Alien3

Alien3

A lot of people hate this movie as a sequel and it definitely marks a shift away from the first two movies in the series, but that doesn’t necessarily make it a bad movie in itself. I’d like to imagine a world where the last we saw of Ripley was at the end of Aliens, dreaming her way to an unknown destination with her new “daughter” by her side – but this isn’t that world.

It’s understandable why David Fincher distances himself from Alien3. While there are some great moments, there’s nothing of the quality that marks his subsequent movies as definitely Fincher-esque.

The biggest problem with Alien3 lies in the effects. The stop-motion Aliens (well, I can’t be sure of this but they certainly look stop-motion and that’s the problem) stand out like a Ray Harryhausen movie, and while this is fine in a Ray Harryhausen movie, it’s not okay in a 1992 Alien sequel. It’s a real shame they felt the need to show the Aliens so much. They obviously thought it looked fine at the time.
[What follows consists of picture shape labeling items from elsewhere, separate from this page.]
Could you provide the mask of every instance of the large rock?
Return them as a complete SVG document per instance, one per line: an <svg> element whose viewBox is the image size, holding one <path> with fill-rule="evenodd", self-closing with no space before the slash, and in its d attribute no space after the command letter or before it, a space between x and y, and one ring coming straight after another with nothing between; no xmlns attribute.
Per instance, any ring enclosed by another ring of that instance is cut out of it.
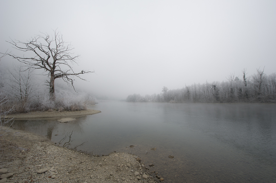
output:
<svg viewBox="0 0 276 183"><path fill-rule="evenodd" d="M66 123L70 121L74 121L76 120L76 118L62 118L60 120L58 120L58 121L60 122L61 123Z"/></svg>
<svg viewBox="0 0 276 183"><path fill-rule="evenodd" d="M0 183L4 183L8 181L8 179L6 178L4 178L3 179L0 180Z"/></svg>
<svg viewBox="0 0 276 183"><path fill-rule="evenodd" d="M2 174L0 176L0 179L4 179L5 178L9 178L12 176L13 175L13 173L7 173L7 174Z"/></svg>
<svg viewBox="0 0 276 183"><path fill-rule="evenodd" d="M48 171L48 169L46 168L44 168L37 170L37 173L42 173L46 172L47 171Z"/></svg>
<svg viewBox="0 0 276 183"><path fill-rule="evenodd" d="M7 169L0 169L0 173L6 173L8 172Z"/></svg>

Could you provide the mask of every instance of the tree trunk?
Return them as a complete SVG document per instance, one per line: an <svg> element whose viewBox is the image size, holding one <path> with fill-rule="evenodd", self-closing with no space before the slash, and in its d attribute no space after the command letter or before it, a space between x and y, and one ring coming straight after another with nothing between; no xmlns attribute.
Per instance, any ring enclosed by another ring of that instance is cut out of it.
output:
<svg viewBox="0 0 276 183"><path fill-rule="evenodd" d="M51 73L50 82L50 98L52 100L55 98L55 77L53 74Z"/></svg>

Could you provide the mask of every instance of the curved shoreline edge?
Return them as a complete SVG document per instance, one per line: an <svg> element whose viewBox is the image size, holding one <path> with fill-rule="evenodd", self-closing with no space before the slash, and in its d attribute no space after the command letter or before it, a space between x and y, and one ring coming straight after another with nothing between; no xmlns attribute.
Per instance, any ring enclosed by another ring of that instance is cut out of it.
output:
<svg viewBox="0 0 276 183"><path fill-rule="evenodd" d="M5 118L13 119L25 119L40 118L56 118L61 117L81 116L92 115L101 112L101 111L88 109L76 111L63 111L52 112L36 111L27 113L12 114L7 115Z"/></svg>

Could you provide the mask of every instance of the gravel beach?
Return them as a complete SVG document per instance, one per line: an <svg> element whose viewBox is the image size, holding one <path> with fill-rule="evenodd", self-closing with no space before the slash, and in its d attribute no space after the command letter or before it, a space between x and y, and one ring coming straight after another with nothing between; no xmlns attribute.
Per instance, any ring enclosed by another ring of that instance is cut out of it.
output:
<svg viewBox="0 0 276 183"><path fill-rule="evenodd" d="M92 156L13 129L0 137L0 183L157 182L139 157L128 153Z"/></svg>

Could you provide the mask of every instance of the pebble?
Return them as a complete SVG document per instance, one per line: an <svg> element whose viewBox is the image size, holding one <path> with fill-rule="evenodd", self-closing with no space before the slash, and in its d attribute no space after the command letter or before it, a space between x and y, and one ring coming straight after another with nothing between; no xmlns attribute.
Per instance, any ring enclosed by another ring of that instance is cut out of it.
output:
<svg viewBox="0 0 276 183"><path fill-rule="evenodd" d="M48 171L48 169L46 168L44 168L37 170L37 173L44 173L45 172L46 172Z"/></svg>
<svg viewBox="0 0 276 183"><path fill-rule="evenodd" d="M7 169L0 169L0 173L6 173L8 172Z"/></svg>

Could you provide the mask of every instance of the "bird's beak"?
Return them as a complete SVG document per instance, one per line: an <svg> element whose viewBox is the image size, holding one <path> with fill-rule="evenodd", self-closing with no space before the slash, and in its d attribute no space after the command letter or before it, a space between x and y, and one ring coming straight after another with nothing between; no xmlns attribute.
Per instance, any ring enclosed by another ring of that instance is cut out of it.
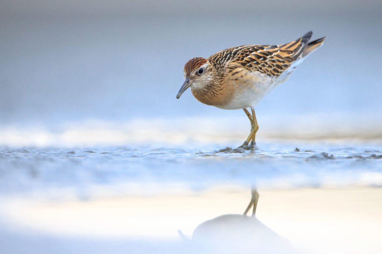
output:
<svg viewBox="0 0 382 254"><path fill-rule="evenodd" d="M180 88L180 90L179 90L178 94L176 95L177 99L179 99L180 98L180 96L182 95L182 94L185 91L187 90L188 88L190 87L191 84L192 84L192 82L190 81L190 79L188 78L186 78L186 79L185 80L185 82L183 83L182 87Z"/></svg>

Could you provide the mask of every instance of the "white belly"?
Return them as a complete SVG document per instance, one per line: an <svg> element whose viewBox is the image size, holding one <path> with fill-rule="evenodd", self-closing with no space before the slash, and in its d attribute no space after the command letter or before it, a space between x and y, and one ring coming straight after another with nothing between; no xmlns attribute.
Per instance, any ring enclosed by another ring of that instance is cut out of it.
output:
<svg viewBox="0 0 382 254"><path fill-rule="evenodd" d="M243 82L232 84L235 92L232 99L224 105L216 106L223 109L239 109L254 107L278 85L282 83L278 79L262 74L251 75Z"/></svg>

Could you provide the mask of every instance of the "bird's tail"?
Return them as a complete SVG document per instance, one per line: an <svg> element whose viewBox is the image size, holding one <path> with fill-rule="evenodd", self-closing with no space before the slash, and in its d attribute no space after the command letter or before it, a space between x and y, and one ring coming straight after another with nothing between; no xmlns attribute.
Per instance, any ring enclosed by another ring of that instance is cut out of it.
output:
<svg viewBox="0 0 382 254"><path fill-rule="evenodd" d="M326 36L325 36L322 38L320 38L319 39L317 39L309 42L309 44L307 45L304 49L304 51L303 51L302 53L303 58L308 55L322 46L322 44L324 44L324 40L325 39L326 37Z"/></svg>

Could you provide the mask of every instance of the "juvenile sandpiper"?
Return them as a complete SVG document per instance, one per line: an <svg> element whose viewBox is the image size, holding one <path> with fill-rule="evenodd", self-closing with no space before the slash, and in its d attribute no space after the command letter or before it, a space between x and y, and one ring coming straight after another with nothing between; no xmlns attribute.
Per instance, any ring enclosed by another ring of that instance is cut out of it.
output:
<svg viewBox="0 0 382 254"><path fill-rule="evenodd" d="M207 59L192 58L185 65L185 82L176 98L190 87L202 103L224 109L243 109L251 122L251 132L236 150L258 149L255 138L259 125L254 107L285 81L308 55L322 46L325 37L310 42L312 33L311 31L286 44L239 46Z"/></svg>

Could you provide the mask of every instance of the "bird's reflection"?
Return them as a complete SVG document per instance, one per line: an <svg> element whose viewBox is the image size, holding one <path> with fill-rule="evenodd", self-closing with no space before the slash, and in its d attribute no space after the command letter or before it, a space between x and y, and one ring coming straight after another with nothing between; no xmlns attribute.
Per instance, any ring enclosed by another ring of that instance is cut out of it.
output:
<svg viewBox="0 0 382 254"><path fill-rule="evenodd" d="M223 214L198 226L194 231L192 240L186 241L189 249L194 253L206 253L298 252L288 240L256 218L259 195L256 190L252 190L251 193L251 201L243 215ZM248 216L251 208L252 215ZM179 233L181 238L186 240L181 231Z"/></svg>

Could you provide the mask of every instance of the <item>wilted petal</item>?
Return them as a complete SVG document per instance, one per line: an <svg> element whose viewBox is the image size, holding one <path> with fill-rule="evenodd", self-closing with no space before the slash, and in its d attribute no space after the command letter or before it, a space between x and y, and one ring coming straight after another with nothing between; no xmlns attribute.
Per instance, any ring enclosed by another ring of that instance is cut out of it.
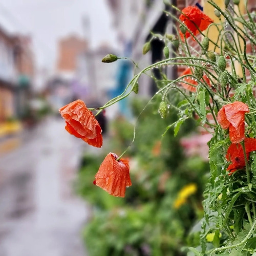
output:
<svg viewBox="0 0 256 256"><path fill-rule="evenodd" d="M128 161L109 153L95 175L96 185L115 197L124 197L126 187L132 185Z"/></svg>

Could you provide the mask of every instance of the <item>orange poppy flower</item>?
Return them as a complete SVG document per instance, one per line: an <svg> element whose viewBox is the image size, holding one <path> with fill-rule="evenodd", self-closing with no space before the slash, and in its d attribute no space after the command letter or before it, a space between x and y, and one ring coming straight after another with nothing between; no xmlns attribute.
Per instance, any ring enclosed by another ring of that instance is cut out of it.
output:
<svg viewBox="0 0 256 256"><path fill-rule="evenodd" d="M127 160L118 158L114 153L106 156L95 175L94 184L112 196L124 197L125 188L132 186L130 167Z"/></svg>
<svg viewBox="0 0 256 256"><path fill-rule="evenodd" d="M181 74L180 76L185 76L186 75L192 75L192 71L190 68L185 69ZM181 84L186 90L195 93L197 91L196 87L198 86L198 83L190 76L187 76L183 78L184 82L181 82ZM205 81L206 83L210 87L210 81L206 75L204 75L202 78L201 79L201 81ZM188 83L190 84L189 84Z"/></svg>
<svg viewBox="0 0 256 256"><path fill-rule="evenodd" d="M183 22L194 35L199 34L198 28L201 31L203 31L214 22L212 19L195 6L188 6L183 9L182 12L183 13L180 15L180 20ZM181 39L184 40L184 34L180 31L179 33ZM191 34L187 31L185 35L187 38Z"/></svg>
<svg viewBox="0 0 256 256"><path fill-rule="evenodd" d="M93 114L80 99L70 103L59 110L65 119L66 130L89 145L101 147L102 145L101 128Z"/></svg>
<svg viewBox="0 0 256 256"><path fill-rule="evenodd" d="M229 137L232 143L245 138L244 116L249 108L244 103L234 101L224 105L218 113L218 121L223 129L229 129Z"/></svg>
<svg viewBox="0 0 256 256"><path fill-rule="evenodd" d="M244 145L246 159L248 160L250 152L256 150L256 139L245 138ZM242 169L245 166L244 152L241 144L231 144L227 150L226 158L228 161L232 162L227 169L227 170L230 172L229 174L239 169Z"/></svg>

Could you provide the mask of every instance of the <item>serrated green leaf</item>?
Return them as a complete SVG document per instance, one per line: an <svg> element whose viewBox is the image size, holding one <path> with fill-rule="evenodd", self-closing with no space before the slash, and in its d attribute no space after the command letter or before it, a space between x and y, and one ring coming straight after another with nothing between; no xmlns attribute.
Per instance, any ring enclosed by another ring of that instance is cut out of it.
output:
<svg viewBox="0 0 256 256"><path fill-rule="evenodd" d="M240 196L241 194L242 194L242 191L240 191L238 193L237 193L234 196L233 196L233 198L232 200L231 200L231 202L229 204L229 205L228 205L228 207L227 209L226 209L226 213L225 213L225 218L223 221L223 226L226 225L226 223L227 223L227 221L228 220L228 217L229 217L229 214L231 212L231 211L232 210L233 208L233 205L234 205L234 203L238 199L238 198ZM223 202L222 204L223 205L225 205L225 202Z"/></svg>
<svg viewBox="0 0 256 256"><path fill-rule="evenodd" d="M188 249L195 253L196 256L203 256L203 254L194 247L188 247Z"/></svg>
<svg viewBox="0 0 256 256"><path fill-rule="evenodd" d="M212 244L215 248L218 248L220 246L220 230L219 229L217 229L215 231Z"/></svg>
<svg viewBox="0 0 256 256"><path fill-rule="evenodd" d="M188 103L188 101L187 99L184 99L183 100L182 100L181 101L180 101L177 105L177 108L179 108L182 106L183 106L184 105L186 105Z"/></svg>
<svg viewBox="0 0 256 256"><path fill-rule="evenodd" d="M174 137L176 137L179 131L180 130L180 126L183 122L185 121L184 119L179 119L175 124L174 127Z"/></svg>
<svg viewBox="0 0 256 256"><path fill-rule="evenodd" d="M243 217L245 212L244 208L234 209L234 230L238 234L241 231L243 224Z"/></svg>
<svg viewBox="0 0 256 256"><path fill-rule="evenodd" d="M204 124L206 120L206 110L205 109L205 91L202 90L199 93L199 104L201 114L202 124Z"/></svg>

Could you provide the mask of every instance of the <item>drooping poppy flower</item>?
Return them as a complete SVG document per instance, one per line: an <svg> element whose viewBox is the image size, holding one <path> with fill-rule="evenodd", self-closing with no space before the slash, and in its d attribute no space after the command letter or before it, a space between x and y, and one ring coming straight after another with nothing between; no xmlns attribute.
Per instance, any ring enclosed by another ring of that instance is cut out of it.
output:
<svg viewBox="0 0 256 256"><path fill-rule="evenodd" d="M95 175L94 184L110 195L124 197L125 188L132 186L128 161L114 153L109 153L105 158Z"/></svg>
<svg viewBox="0 0 256 256"><path fill-rule="evenodd" d="M93 114L80 99L70 103L59 110L65 119L66 130L89 145L101 147L102 145L101 128Z"/></svg>
<svg viewBox="0 0 256 256"><path fill-rule="evenodd" d="M212 19L195 6L188 6L183 9L182 12L183 13L180 15L180 20L183 22L194 35L199 33L198 28L203 31L214 22ZM181 39L184 40L184 34L180 31L179 33ZM191 34L187 31L185 35L187 38Z"/></svg>
<svg viewBox="0 0 256 256"><path fill-rule="evenodd" d="M244 139L246 159L248 160L250 152L256 150L256 139L245 138ZM243 147L241 144L231 144L227 150L226 158L232 162L227 167L227 170L230 174L239 169L242 169L245 166Z"/></svg>
<svg viewBox="0 0 256 256"><path fill-rule="evenodd" d="M218 113L218 121L223 129L229 129L229 137L232 143L245 138L244 116L249 112L248 105L241 101L224 105Z"/></svg>
<svg viewBox="0 0 256 256"><path fill-rule="evenodd" d="M192 71L190 68L185 69L181 74L180 76L185 76L186 75L193 75ZM198 83L190 76L186 76L183 78L184 82L181 82L181 84L186 90L195 93L197 91L196 87L198 85ZM206 75L204 75L201 79L201 81L205 82L209 87L210 87L210 81Z"/></svg>

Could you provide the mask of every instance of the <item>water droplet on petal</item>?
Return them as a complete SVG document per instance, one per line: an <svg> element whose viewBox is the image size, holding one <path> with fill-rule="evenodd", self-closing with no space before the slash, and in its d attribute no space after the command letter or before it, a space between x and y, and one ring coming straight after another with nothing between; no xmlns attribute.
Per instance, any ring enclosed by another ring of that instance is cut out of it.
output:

In the Special Edition of the movie, you don’t see the Alien bursting out of Ripley’s chest as she falls to her death. I don’t know how to feel about this. I loved the image of her kind of hugging it as they both fell to their doom. But without it, of course, it indicates that perhaps there was time for ‘the company’ to perform the operation to extract it and save her; and who knows, maybe they were telling the truth? It adds a touch of ambiguity I guess. But the image of the thing bursting out of her chest adds a better sense of finality to what, at the time, was The Trilogy. I don’t know.

Though by no means a total failure of a sequel, it nevertheless cries out for more, and it’s no wonder they went on to make another.